Synthesis, Antiviral and Cytostatic Evaluation of Unsaturated Exomethylene and Keto D-Lyxopyranonucleoside Analogues
Ημερομηνία
2009Λέξη-κλειδί
Επιτομή
This report describes the synthesis of unsaturated exomethylene lyxopyranonucleoside analogues as potential biologically active agents. Commercially available 1,2,3,4-tetra-O-acetyl-alpha-D-lyxopyranose 1 was condensed with silylated thymine and uracil, respectively, deacetylated and acetalated to afford 1-(2,3-O-isopropylidene-alpha-D-lyxopyranosyl)thymine 4a and 1-(2,3-O-isopropylidene-alpha-D-lyxopyranosyl)uracil 4b. The new derivatives 1-(2,3,4-trideoxy-4-methylene-alpha-pent-2-enopyranosyl)thymine 8a. and 1-(2,3,4-trideoxy-4-methylene-alpha-pent-2-enopyranosyl)uracil 8b were prepared via two different key intermediates, 7a, b and 13a, b in order to elucidate the influence of 2',3'-unsaturation and to clarify the difference between the keto and exomethylene group on the biological activity of the target molecules.
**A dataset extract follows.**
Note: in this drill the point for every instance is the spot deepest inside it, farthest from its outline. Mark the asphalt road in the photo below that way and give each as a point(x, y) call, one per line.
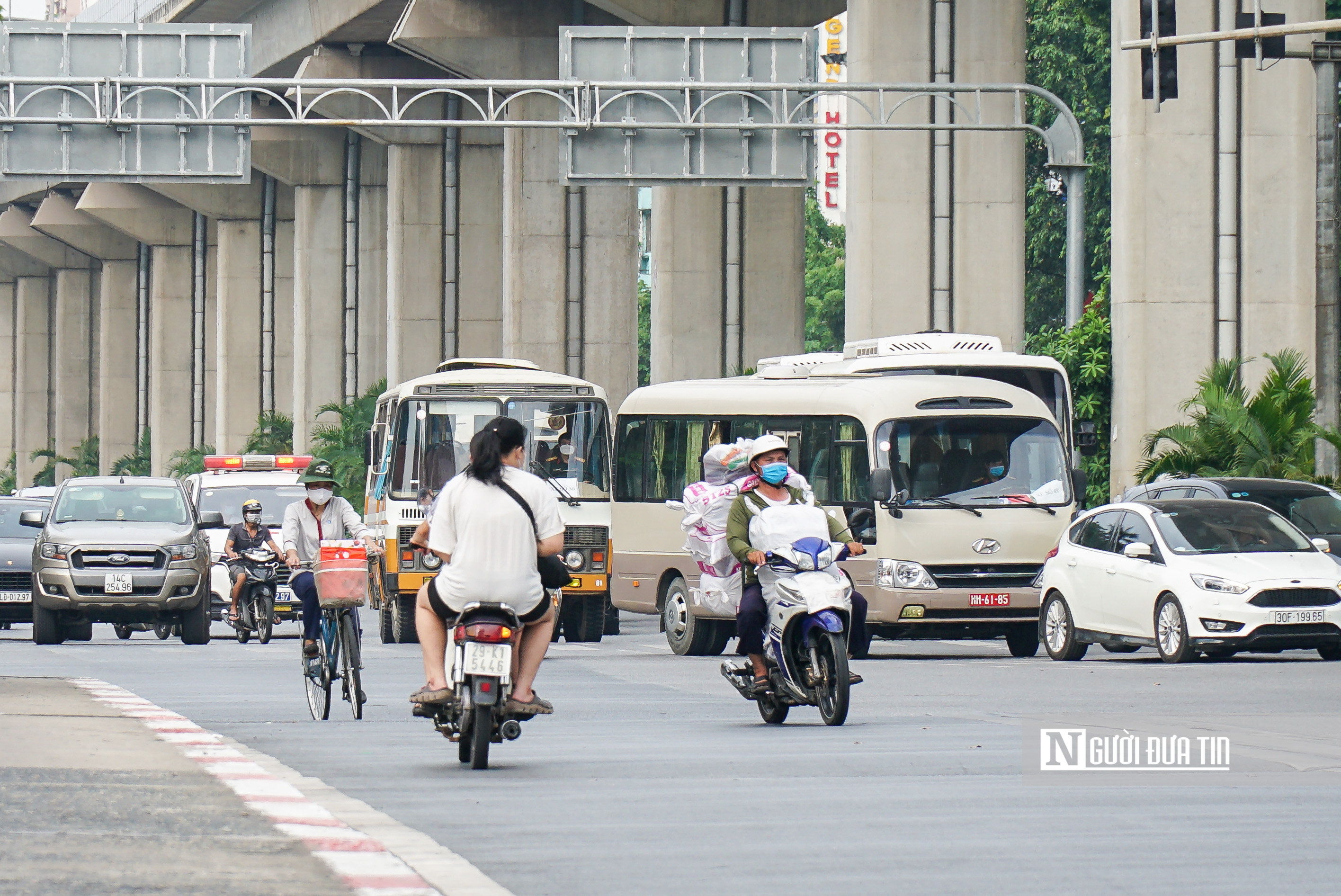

Compounds 7a, b, 8a, b, and 13a, b were evaluated for their antiviral and cytostatic activity using several virus strains and cell lines. Whereas no marked antiviral activity was noticed, 13a and 13b showed a cytostatic activity that ranged between 7 and 23 mu M for 13a and 26 and 38 mu M for 13b against murine leukemia L1210, human lymphocyte Molt4/C8 and CEM cells, and human breast carcinoma MCF7 cells.